The Military Collection has been acquiring the lithographs from the War series, the most recent acquisition being Village Massacre, otherwise known as Massacre at Dinant.  Bellows drew his inspiration from an article published in Everybody’s Magazine in February 1918 by Brand Whitlock, titled “Belgium: The Crowning Crime”; Bellows may also have read an abridged version of the Bryce report that had appeared in the New York Times on May 13, 1915.

Unlike the other prints in the series, Village Massacre which also appeared as an oil painting, focused on a particular event. On August 23, 1914, German troops entered Dinant, a town of 7,000 inhabitants in the province of Namur, Belgium, situated at a strategic crossing point of the River Meuse. Throughout the invasion, the Germans claimed that they were continuously fired upon by francs-tireurs or armed civilians so they considered any retribution towards those suspected of such acts as fully justified. Although they were constantly under fire from French troops across the Meuse, the Germans believed that civilians were partly responsible and took extreme measures. One of the first atrocities involved the arrest of 43 men who were summarily executed. Another group of civilians hid in the cellars of a woollen factory but were forced to give themselves up; the women and children were taken away and 31 workers shot. In another incident around 5.30 pm, 27 men found in a bar were executed by firing squad. In all, 312 inhabitants were killed by the Germans on the 23rd.
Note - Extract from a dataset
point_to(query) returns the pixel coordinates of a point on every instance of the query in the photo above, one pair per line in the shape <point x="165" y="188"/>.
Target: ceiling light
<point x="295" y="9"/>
In the scene, Bellows depicts a group of men, women, children and nuns standing in an open space while the rifles of the Germans can be seen off to the left; the officer’s sword has dropped for the command to open fire. It is possible that the artist chose the moment in front of the Tschoffen house where 137 civilians were massacred although according to eye-witnesses, women and children were removed before the firing started. It is not clear why Bellows chose to depict the atrocities in Belgium four years after the fact, but in a preface to an exhibition of some of the lithographs in November 1918, he wrote: “In presenting these pictures of the tragedies of war, I wish to disclaim any intention of attacking a race or a people. Guilt is personal, not racial. Against that guilty clique and all its tools, who let loose upon innocence every diabolical device and insane instinct, my hatred goes forth, together with my profound reverence for the victims.”

Sources:
George Bellows and the War Series of 1918. New York: Hirschl & Adler Galleries, 1983.
With my profound reverence for the Victims. New Paltz: Samuel Dorsky Museum of Art, 2001.
John Horne and Alan Kramer. German Atrocities, 1914: A History of Denial. New Haven: Yale University Press, 2001.